FM Cohen urges Swedish counterpart to prevent Torah burning outside embassy
Top diplomat says he’s ‘horrified’ by approval of event in Stockholm; Billström reportedly replies he’ll look into constitutional amendments to stop acts
Foreign Minister Eli Cohen on Friday warned his Swedish counterpart Tobias Billström that a planned burning of a Torah book outside of Israel’s embassy in Stockholm will harm relations between the two countries.
Swedish officials have come under criticism in recent weeks for repeatedly approving various protest events at which holy books have been defiled — particularly Qurans. The latter acts have sparked an angry backlash across the Muslim world. Sweden has said that while it does not approve of the actions, it holds freedom of expression and protest as sacrosanct.
In a statement Friday, Cohen said he was “horrified by the additional threat to burn a Torah book in Sweden,” urging an end to the threats to damage holy books.
“I talked with my friend the Swedish foreign minister and made it clear to him that we expect the Swedish government to prevent events like this, which are liable to harm relations between our countries,” he added.
Billström told Cohen that such acts contravened Swedish values and that he would look into constitutional changes that could prevent such incidents, the Ynet news site reported.
Swedish police on Thursday approved a request by a 50-year-old woman to set alight a Torah book outside the embassy in Stockholm the next day at noon, apparently to protest violations of children’s rights. It was unclear why the protest was directed at the Old Testament.
Aliyah and Integration Minister Ofir Sofer also slammed the “disgraceful event that cheapens the value of the holiest of books, and mortally wounds Jews of the entire world.”
A previous plan earlier this month was approved by cops, and also attracted backlash from Israel and European Jewry.
However, the activist behind the stunt did not go through with it, telling gathered reporters on the day that it had never been his intention to burn Jewish or Christian holy books, only to protest the recent burning of the Quran.
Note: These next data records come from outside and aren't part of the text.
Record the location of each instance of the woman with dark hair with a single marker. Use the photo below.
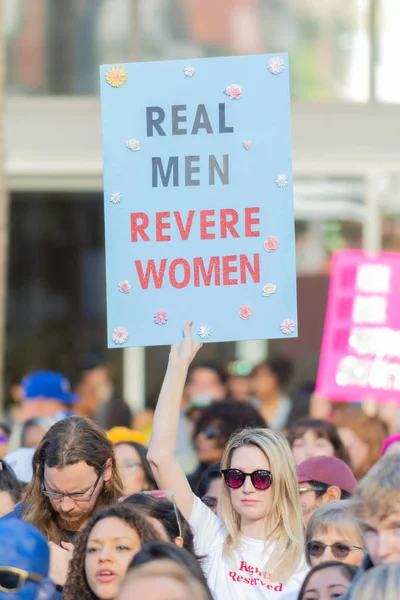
(134, 467)
(165, 518)
(327, 581)
(315, 437)
(104, 551)
(156, 550)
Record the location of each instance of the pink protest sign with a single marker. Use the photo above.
(360, 354)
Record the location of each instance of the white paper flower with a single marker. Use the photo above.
(115, 197)
(189, 71)
(276, 65)
(204, 332)
(281, 180)
(120, 336)
(288, 326)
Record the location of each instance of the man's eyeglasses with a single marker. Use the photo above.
(12, 579)
(85, 497)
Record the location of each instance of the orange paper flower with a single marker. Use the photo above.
(116, 76)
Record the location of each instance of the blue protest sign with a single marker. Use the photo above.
(198, 200)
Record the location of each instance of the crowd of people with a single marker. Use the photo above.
(228, 489)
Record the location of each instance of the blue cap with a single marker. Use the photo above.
(48, 384)
(24, 547)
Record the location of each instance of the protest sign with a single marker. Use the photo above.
(198, 200)
(360, 355)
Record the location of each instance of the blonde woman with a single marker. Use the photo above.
(254, 547)
(333, 534)
(380, 583)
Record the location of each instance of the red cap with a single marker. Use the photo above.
(327, 470)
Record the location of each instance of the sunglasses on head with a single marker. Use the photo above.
(235, 478)
(340, 550)
(12, 579)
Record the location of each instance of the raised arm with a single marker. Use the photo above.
(162, 449)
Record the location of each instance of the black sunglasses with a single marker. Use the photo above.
(340, 550)
(235, 478)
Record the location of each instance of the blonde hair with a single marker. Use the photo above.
(285, 513)
(336, 514)
(379, 583)
(171, 570)
(378, 494)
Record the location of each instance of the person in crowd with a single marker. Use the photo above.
(33, 431)
(257, 543)
(314, 437)
(391, 445)
(152, 551)
(321, 480)
(209, 487)
(327, 581)
(134, 468)
(24, 563)
(162, 580)
(213, 429)
(362, 436)
(10, 489)
(238, 382)
(376, 506)
(269, 381)
(333, 534)
(74, 474)
(104, 551)
(160, 508)
(381, 583)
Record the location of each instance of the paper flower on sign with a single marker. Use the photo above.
(276, 65)
(271, 244)
(189, 71)
(116, 76)
(269, 289)
(120, 336)
(124, 287)
(288, 326)
(133, 144)
(161, 317)
(245, 312)
(204, 332)
(281, 180)
(233, 91)
(115, 198)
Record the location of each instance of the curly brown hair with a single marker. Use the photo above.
(77, 585)
(68, 442)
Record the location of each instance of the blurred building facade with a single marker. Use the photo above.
(345, 114)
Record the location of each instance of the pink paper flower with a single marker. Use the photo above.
(234, 91)
(245, 312)
(120, 336)
(271, 244)
(124, 286)
(161, 317)
(288, 326)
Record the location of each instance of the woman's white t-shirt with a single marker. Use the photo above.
(241, 575)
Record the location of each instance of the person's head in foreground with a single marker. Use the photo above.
(315, 437)
(333, 534)
(152, 551)
(382, 583)
(161, 510)
(162, 580)
(321, 480)
(327, 581)
(24, 562)
(74, 474)
(134, 468)
(104, 551)
(376, 505)
(260, 486)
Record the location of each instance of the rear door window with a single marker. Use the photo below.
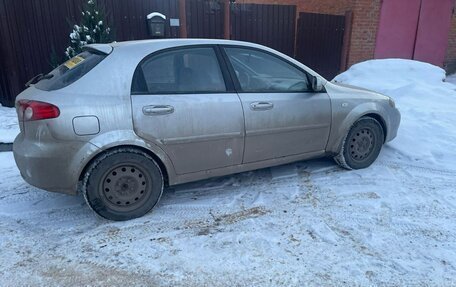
(259, 72)
(70, 71)
(182, 71)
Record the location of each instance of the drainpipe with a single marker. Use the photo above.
(183, 19)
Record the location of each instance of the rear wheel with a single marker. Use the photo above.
(123, 184)
(362, 145)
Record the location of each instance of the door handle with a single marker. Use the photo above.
(157, 110)
(261, 106)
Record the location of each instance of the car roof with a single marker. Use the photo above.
(180, 42)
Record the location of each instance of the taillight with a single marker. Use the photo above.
(34, 111)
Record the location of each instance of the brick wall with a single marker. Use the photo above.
(450, 59)
(366, 15)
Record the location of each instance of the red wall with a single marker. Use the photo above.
(396, 34)
(414, 29)
(433, 29)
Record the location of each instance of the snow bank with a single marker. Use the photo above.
(9, 127)
(427, 104)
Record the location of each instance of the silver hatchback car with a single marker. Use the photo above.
(121, 121)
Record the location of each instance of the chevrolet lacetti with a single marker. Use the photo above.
(119, 122)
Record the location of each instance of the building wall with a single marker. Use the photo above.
(366, 15)
(450, 59)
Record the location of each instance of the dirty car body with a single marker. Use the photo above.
(195, 109)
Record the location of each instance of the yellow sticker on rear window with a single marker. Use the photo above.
(73, 62)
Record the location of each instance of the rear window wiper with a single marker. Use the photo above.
(38, 78)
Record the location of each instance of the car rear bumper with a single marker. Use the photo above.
(48, 165)
(395, 121)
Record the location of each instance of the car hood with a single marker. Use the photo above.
(349, 88)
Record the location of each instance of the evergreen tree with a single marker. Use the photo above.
(92, 29)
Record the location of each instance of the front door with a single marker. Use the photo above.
(180, 102)
(283, 117)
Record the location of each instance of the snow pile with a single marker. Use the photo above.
(428, 106)
(9, 127)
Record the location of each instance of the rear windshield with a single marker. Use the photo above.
(70, 71)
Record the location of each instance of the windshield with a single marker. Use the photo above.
(70, 71)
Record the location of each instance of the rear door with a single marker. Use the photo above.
(181, 102)
(283, 116)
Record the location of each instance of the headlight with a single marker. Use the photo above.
(392, 103)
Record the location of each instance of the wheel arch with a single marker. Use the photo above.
(150, 153)
(340, 131)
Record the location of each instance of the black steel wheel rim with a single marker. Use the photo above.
(362, 144)
(125, 187)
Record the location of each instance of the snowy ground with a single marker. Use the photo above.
(309, 223)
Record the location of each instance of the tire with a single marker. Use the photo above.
(123, 184)
(362, 144)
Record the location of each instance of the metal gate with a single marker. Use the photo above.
(269, 25)
(320, 42)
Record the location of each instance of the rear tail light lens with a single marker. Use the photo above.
(34, 111)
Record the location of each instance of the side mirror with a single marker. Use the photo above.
(317, 85)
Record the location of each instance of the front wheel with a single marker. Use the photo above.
(123, 184)
(362, 145)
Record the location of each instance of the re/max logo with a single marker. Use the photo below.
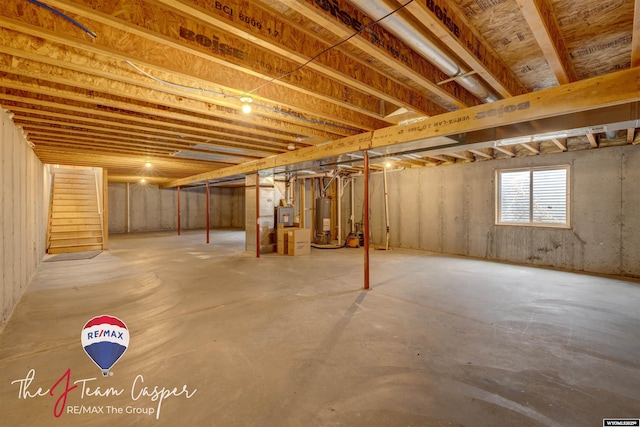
(104, 333)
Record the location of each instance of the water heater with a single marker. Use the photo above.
(323, 221)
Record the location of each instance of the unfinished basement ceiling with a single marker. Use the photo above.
(119, 83)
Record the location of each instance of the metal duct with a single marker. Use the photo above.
(409, 34)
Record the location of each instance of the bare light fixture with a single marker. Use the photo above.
(246, 101)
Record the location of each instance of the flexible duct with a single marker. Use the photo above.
(410, 35)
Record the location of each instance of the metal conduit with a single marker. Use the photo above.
(409, 34)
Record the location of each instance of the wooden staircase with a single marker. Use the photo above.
(75, 220)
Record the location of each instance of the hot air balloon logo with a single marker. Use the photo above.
(105, 339)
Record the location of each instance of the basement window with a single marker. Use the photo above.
(533, 196)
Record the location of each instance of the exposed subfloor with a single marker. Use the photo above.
(295, 341)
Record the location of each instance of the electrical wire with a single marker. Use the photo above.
(62, 15)
(298, 68)
(238, 98)
(177, 86)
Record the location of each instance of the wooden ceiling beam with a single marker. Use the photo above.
(179, 55)
(49, 135)
(561, 143)
(483, 152)
(315, 113)
(462, 156)
(35, 115)
(267, 30)
(457, 34)
(108, 66)
(509, 151)
(27, 103)
(118, 164)
(162, 104)
(534, 147)
(635, 40)
(84, 88)
(388, 50)
(540, 16)
(130, 133)
(598, 92)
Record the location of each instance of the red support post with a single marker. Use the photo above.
(208, 212)
(257, 215)
(178, 210)
(366, 220)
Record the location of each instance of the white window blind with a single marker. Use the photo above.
(533, 197)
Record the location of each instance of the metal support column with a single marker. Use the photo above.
(257, 215)
(208, 212)
(366, 220)
(178, 210)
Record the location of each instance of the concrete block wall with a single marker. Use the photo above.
(155, 209)
(451, 209)
(23, 214)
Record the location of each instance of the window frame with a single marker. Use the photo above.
(531, 223)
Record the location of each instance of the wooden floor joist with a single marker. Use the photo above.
(609, 90)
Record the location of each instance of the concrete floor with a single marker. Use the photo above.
(293, 341)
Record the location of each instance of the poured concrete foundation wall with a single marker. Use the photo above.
(153, 209)
(451, 209)
(23, 214)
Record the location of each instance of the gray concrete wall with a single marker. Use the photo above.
(23, 214)
(155, 209)
(450, 209)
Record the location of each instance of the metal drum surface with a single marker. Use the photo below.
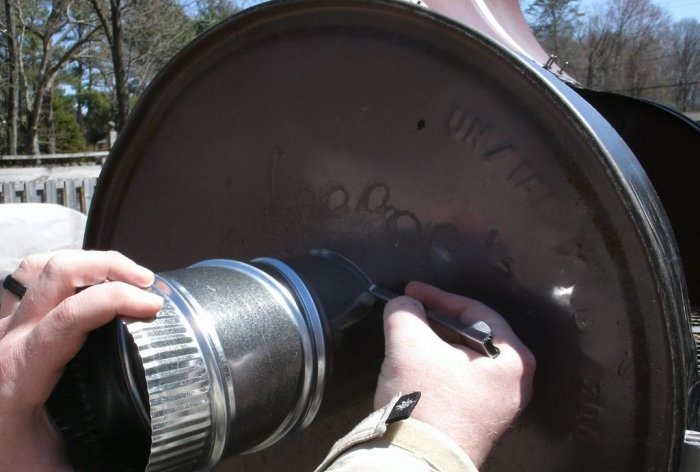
(421, 150)
(666, 143)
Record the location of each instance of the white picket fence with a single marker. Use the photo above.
(73, 193)
(68, 185)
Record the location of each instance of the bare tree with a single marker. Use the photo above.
(554, 22)
(142, 35)
(49, 28)
(618, 43)
(686, 62)
(12, 63)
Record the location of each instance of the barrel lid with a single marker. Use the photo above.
(421, 150)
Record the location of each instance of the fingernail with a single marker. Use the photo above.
(153, 298)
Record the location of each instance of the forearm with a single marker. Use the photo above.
(407, 445)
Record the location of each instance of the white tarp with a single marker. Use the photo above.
(31, 228)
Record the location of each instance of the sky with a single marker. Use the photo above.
(678, 9)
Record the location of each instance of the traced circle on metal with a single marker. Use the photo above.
(421, 150)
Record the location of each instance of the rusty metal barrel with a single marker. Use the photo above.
(420, 149)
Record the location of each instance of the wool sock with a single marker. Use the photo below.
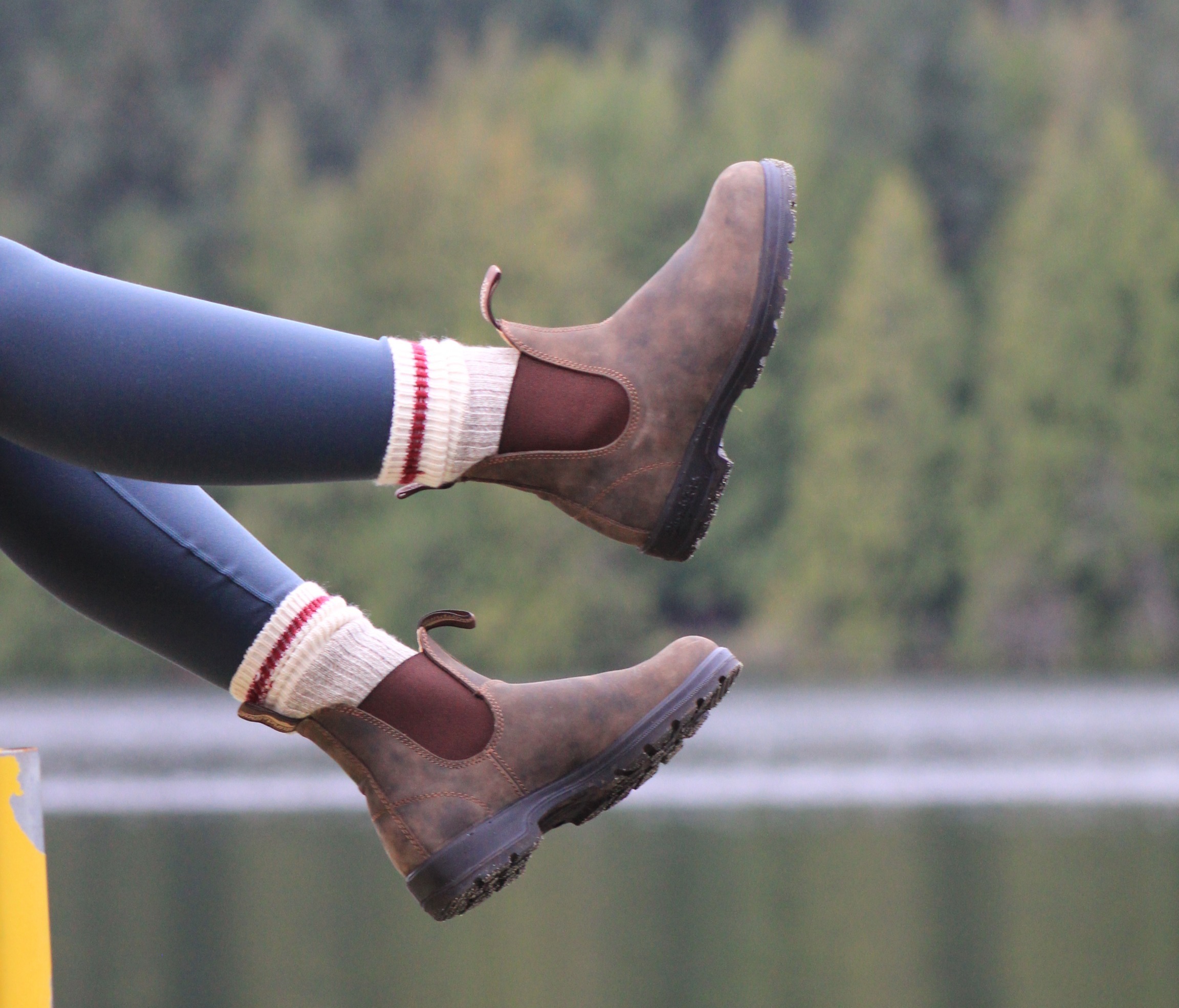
(317, 651)
(455, 405)
(448, 408)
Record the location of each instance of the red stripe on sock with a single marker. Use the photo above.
(262, 682)
(421, 400)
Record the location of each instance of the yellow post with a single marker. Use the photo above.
(25, 972)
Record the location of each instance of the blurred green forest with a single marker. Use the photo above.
(963, 455)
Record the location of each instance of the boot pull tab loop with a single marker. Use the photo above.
(459, 618)
(409, 490)
(491, 281)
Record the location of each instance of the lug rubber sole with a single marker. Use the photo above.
(704, 471)
(487, 858)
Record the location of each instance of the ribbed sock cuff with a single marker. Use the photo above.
(315, 651)
(448, 408)
(492, 370)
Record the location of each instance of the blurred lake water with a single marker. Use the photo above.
(898, 846)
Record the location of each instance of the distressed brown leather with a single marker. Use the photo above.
(669, 347)
(419, 802)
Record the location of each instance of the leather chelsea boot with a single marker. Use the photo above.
(683, 349)
(559, 753)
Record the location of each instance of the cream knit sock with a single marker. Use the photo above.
(448, 408)
(315, 651)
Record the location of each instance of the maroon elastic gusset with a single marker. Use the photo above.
(434, 709)
(557, 409)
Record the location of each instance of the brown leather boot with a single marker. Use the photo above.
(560, 753)
(684, 347)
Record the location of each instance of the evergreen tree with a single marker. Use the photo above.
(870, 545)
(1077, 486)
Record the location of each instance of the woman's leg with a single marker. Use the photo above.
(163, 565)
(463, 774)
(140, 382)
(168, 567)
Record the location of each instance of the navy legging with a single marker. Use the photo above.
(99, 374)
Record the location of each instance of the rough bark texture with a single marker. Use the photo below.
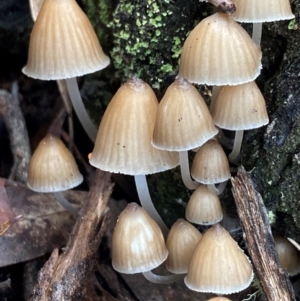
(273, 152)
(147, 41)
(64, 277)
(259, 239)
(15, 123)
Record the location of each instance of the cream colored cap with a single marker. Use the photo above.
(240, 107)
(183, 120)
(137, 242)
(288, 255)
(204, 207)
(218, 265)
(63, 43)
(181, 242)
(210, 164)
(262, 10)
(123, 143)
(52, 167)
(219, 51)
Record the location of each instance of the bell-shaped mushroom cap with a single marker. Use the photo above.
(219, 51)
(288, 255)
(52, 167)
(63, 43)
(137, 243)
(218, 265)
(181, 242)
(262, 11)
(123, 143)
(204, 207)
(210, 164)
(220, 298)
(240, 107)
(183, 120)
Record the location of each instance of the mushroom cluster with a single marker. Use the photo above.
(139, 136)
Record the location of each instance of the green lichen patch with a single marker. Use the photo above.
(148, 37)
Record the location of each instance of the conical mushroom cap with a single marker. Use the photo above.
(219, 51)
(218, 265)
(183, 120)
(181, 242)
(240, 107)
(123, 143)
(204, 207)
(288, 255)
(63, 43)
(262, 11)
(137, 243)
(210, 164)
(52, 167)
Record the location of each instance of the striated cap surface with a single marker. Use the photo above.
(219, 51)
(63, 43)
(218, 265)
(137, 243)
(52, 167)
(123, 143)
(183, 120)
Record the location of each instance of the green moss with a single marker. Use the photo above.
(148, 37)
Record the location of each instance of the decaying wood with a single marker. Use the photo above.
(253, 215)
(44, 225)
(15, 123)
(64, 276)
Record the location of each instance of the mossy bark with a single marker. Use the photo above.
(144, 38)
(272, 153)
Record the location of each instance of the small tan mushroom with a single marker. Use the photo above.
(218, 265)
(219, 51)
(137, 243)
(204, 207)
(181, 242)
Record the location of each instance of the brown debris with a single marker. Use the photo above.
(258, 235)
(64, 276)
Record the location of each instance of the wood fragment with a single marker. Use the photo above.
(64, 277)
(16, 127)
(260, 243)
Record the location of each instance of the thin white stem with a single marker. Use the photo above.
(185, 171)
(165, 279)
(147, 204)
(238, 139)
(217, 190)
(256, 33)
(63, 202)
(80, 110)
(223, 140)
(215, 93)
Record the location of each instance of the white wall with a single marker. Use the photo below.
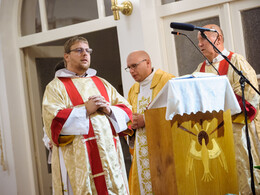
(19, 177)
“It is against the Quran to burn and I will not burn. No one should do that,” said Ahmad Alush, 32.
According to the Kan public broadcaster, earlier this month, senior Swedish officials told their Israeli counterparts they were working to outlaw the burning of religious texts but stressed any such change would take a while to implement.
In June, Swedish police allowed a Quran burning in front of a mosque in Stockholm to go ahead, citing freedom of speech after a court overturned a ban on Quran burning.
Sweden’s government condemned the burning, calling it an “Islamophobic” act after a call for collective measures to avoid future Quran burnings was issued by the Saudi-based Organization of Islamic Cooperation.
The 57-member body met at its Jeddah headquarters to respond to the incident, during which an Iraqi citizen living in Sweden, Salwan Momika, 37, stomped on the Islamic holy book, filled some pages with bacon and set several others alight.
“The burning of the Quran, or any other holy text, is an offensive and disrespectful act and a clear provocation. Expressions of racism, xenophobia and related intolerance have no place in Sweden or in Europe,” the Swedish foreign ministry said.
At the same time, the ministry added that Sweden has a “constitutionally protected right to freedom of assembly, expression and demonstration.”
Authorities later said they had opened an investigation over “agitation against an ethnic group,” noting that Momika had burnt pages from the Islamic holy book very close to Stockholm’s largest mosque.